The Best (and Worst) Best Dad Jokes of All Time 👋

Looking for the best dad jokes of all time? You’ve found the ultimate collection of the funniest, most legendary dad jokes that have stood the test of time! From timeless one-liners to groan-worthy punchlines, these jokes are sure to get the best reactions every time. Perfect for any occasion, these best dad jokes of all time will make you the life of the party, whether you’re sharing them with friends, family, or co-workers. Explore our top-rated dad jokes and discover why they’ve remained favorites for so long!
My wife told me she didn't understand cloning. I told her, "That makes two of us."
Why did the tailor get fired? He wasn’t a good fit.
To the man in the wheelchair that stole my camouflage jacket... You can hide but you can't run.
What did the blanket say to the bed? I’ve got you covered.

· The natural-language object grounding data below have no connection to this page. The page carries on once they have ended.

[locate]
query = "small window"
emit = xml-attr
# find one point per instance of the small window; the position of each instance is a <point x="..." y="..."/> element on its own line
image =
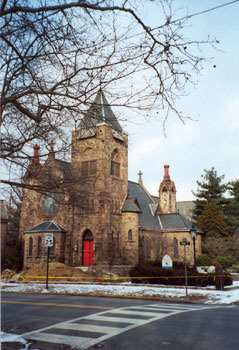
<point x="148" y="252"/>
<point x="115" y="169"/>
<point x="175" y="247"/>
<point x="115" y="163"/>
<point x="39" y="246"/>
<point x="88" y="168"/>
<point x="130" y="235"/>
<point x="52" y="249"/>
<point x="30" y="246"/>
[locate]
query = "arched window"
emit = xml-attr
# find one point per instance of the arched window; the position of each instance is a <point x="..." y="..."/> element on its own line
<point x="39" y="246"/>
<point x="88" y="163"/>
<point x="30" y="246"/>
<point x="88" y="248"/>
<point x="148" y="249"/>
<point x="115" y="163"/>
<point x="175" y="247"/>
<point x="130" y="235"/>
<point x="52" y="249"/>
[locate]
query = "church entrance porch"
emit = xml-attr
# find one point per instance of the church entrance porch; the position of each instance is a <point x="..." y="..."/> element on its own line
<point x="88" y="249"/>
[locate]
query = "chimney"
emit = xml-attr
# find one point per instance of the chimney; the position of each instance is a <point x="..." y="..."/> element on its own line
<point x="51" y="155"/>
<point x="166" y="173"/>
<point x="140" y="181"/>
<point x="35" y="159"/>
<point x="167" y="194"/>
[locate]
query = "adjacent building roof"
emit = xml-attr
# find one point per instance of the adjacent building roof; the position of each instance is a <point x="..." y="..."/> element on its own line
<point x="176" y="221"/>
<point x="46" y="226"/>
<point x="147" y="217"/>
<point x="65" y="167"/>
<point x="131" y="205"/>
<point x="100" y="112"/>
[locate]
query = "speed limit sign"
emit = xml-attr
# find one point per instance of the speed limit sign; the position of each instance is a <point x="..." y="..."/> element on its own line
<point x="49" y="240"/>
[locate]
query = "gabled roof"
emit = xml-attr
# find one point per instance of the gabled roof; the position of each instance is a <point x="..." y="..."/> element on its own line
<point x="131" y="205"/>
<point x="147" y="217"/>
<point x="100" y="112"/>
<point x="46" y="226"/>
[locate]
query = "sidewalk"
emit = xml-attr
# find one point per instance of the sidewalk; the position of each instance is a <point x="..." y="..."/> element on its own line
<point x="230" y="295"/>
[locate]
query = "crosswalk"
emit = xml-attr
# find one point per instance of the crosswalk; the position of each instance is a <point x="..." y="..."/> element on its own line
<point x="84" y="332"/>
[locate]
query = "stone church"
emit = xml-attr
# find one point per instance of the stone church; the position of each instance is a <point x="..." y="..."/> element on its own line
<point x="96" y="215"/>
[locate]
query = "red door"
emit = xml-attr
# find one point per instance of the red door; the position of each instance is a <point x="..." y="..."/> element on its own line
<point x="88" y="253"/>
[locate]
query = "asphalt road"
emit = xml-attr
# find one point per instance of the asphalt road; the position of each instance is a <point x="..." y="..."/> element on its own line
<point x="66" y="322"/>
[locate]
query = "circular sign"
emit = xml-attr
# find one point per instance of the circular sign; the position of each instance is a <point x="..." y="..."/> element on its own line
<point x="49" y="203"/>
<point x="167" y="262"/>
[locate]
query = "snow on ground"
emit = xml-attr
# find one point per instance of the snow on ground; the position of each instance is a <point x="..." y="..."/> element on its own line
<point x="9" y="338"/>
<point x="209" y="296"/>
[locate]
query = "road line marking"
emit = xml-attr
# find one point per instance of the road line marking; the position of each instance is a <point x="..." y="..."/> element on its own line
<point x="136" y="313"/>
<point x="85" y="342"/>
<point x="53" y="304"/>
<point x="113" y="319"/>
<point x="87" y="327"/>
<point x="77" y="342"/>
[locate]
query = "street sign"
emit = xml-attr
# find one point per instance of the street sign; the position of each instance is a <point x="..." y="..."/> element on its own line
<point x="184" y="242"/>
<point x="49" y="241"/>
<point x="167" y="262"/>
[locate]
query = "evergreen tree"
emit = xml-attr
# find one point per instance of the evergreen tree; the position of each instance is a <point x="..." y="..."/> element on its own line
<point x="211" y="221"/>
<point x="210" y="189"/>
<point x="231" y="209"/>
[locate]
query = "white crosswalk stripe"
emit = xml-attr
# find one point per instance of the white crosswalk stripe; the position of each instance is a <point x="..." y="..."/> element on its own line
<point x="84" y="332"/>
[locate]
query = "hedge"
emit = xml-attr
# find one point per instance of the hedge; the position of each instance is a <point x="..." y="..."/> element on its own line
<point x="153" y="273"/>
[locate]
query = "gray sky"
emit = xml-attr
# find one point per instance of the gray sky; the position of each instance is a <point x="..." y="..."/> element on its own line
<point x="213" y="138"/>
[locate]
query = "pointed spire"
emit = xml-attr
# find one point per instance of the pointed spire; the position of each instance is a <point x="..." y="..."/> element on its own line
<point x="140" y="181"/>
<point x="100" y="112"/>
<point x="35" y="159"/>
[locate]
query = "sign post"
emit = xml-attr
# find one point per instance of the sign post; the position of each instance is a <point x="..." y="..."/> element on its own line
<point x="49" y="241"/>
<point x="184" y="243"/>
<point x="167" y="262"/>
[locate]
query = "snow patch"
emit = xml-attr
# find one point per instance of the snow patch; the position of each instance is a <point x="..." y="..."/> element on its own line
<point x="210" y="295"/>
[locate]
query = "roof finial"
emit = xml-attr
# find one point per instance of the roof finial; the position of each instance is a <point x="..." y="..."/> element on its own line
<point x="35" y="159"/>
<point x="140" y="181"/>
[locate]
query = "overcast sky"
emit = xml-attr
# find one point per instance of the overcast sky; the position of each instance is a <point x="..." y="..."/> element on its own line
<point x="212" y="140"/>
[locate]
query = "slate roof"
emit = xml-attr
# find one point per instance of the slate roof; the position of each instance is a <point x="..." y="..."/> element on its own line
<point x="176" y="221"/>
<point x="100" y="112"/>
<point x="46" y="226"/>
<point x="148" y="204"/>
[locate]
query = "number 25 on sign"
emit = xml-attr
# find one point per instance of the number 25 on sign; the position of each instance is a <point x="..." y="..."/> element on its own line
<point x="49" y="240"/>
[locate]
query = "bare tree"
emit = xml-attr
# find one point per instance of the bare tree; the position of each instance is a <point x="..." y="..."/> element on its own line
<point x="57" y="54"/>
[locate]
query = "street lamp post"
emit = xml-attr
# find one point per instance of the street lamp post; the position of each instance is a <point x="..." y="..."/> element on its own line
<point x="194" y="235"/>
<point x="184" y="242"/>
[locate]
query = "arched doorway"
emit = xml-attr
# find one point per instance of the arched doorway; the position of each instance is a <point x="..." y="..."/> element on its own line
<point x="88" y="248"/>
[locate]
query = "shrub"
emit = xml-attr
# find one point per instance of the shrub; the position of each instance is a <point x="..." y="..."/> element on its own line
<point x="226" y="261"/>
<point x="203" y="260"/>
<point x="153" y="273"/>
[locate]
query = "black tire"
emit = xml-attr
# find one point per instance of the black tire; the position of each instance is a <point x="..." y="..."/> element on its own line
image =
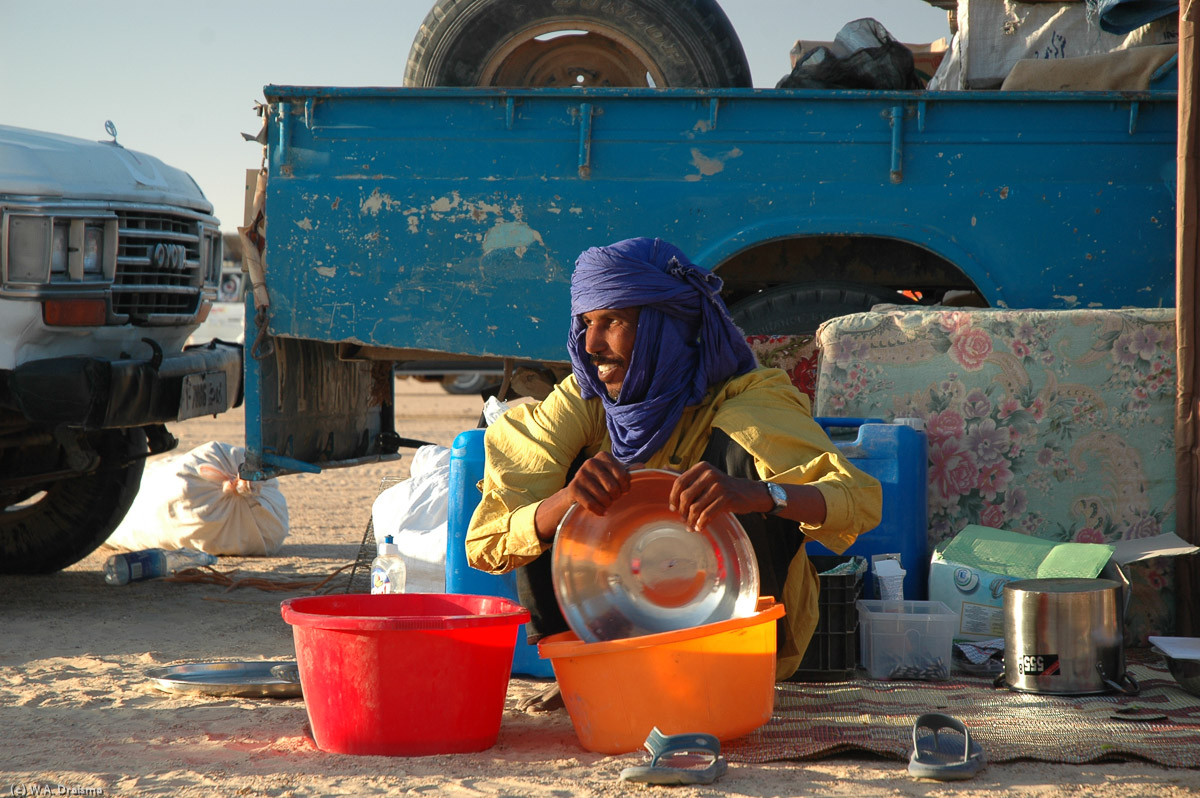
<point x="72" y="517"/>
<point x="493" y="42"/>
<point x="799" y="309"/>
<point x="471" y="383"/>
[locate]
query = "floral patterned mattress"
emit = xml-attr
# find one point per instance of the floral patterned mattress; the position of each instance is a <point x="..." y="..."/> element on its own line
<point x="1056" y="424"/>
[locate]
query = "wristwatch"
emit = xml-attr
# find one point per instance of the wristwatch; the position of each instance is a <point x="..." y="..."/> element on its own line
<point x="779" y="496"/>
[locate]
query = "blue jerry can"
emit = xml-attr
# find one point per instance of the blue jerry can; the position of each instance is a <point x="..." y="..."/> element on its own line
<point x="895" y="455"/>
<point x="466" y="471"/>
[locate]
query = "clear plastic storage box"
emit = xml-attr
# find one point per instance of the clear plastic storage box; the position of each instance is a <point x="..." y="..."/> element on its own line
<point x="906" y="640"/>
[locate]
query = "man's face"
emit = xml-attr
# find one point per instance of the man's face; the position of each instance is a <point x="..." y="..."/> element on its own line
<point x="609" y="341"/>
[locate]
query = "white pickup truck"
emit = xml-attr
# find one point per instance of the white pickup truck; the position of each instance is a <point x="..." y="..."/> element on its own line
<point x="108" y="261"/>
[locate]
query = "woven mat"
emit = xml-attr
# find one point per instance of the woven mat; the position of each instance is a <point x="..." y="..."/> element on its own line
<point x="814" y="720"/>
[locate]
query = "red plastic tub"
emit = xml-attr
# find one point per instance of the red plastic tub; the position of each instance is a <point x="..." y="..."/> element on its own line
<point x="405" y="675"/>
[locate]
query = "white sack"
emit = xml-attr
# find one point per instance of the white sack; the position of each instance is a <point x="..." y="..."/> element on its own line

Have you heard of the new sport called Quiet Tennis”? It’s like normal tennis but without the racket.
At the job interview, they asked me, “Where do you see yourself in five years?”
Why did the scarecrow win an award? He was outstanding in his field.
I had a dream that I weighed less than a thousandth of a gram. I was like, 0mg.
What did the sink tell the toilet? “You look flushed.”
What kind of cereal do leprechauns eat? Lucky Charms.
It's widely known that some members of a prison population become well-read and crafty with words. Sometimes you can mix prose with cons.
I asked my wife if she wanted to play twister. She said her schedule was flexible enough
Why did it get so hot in the baseball stadium after the game? All of the fans left.
A ninja is getting ready to fight a samurai The ninjas friend asks him "do you really think you can kill him without a sword?""Sure-i-can"
Try to imagine a woman with six pairs of breasts. Looks good, dozen tit?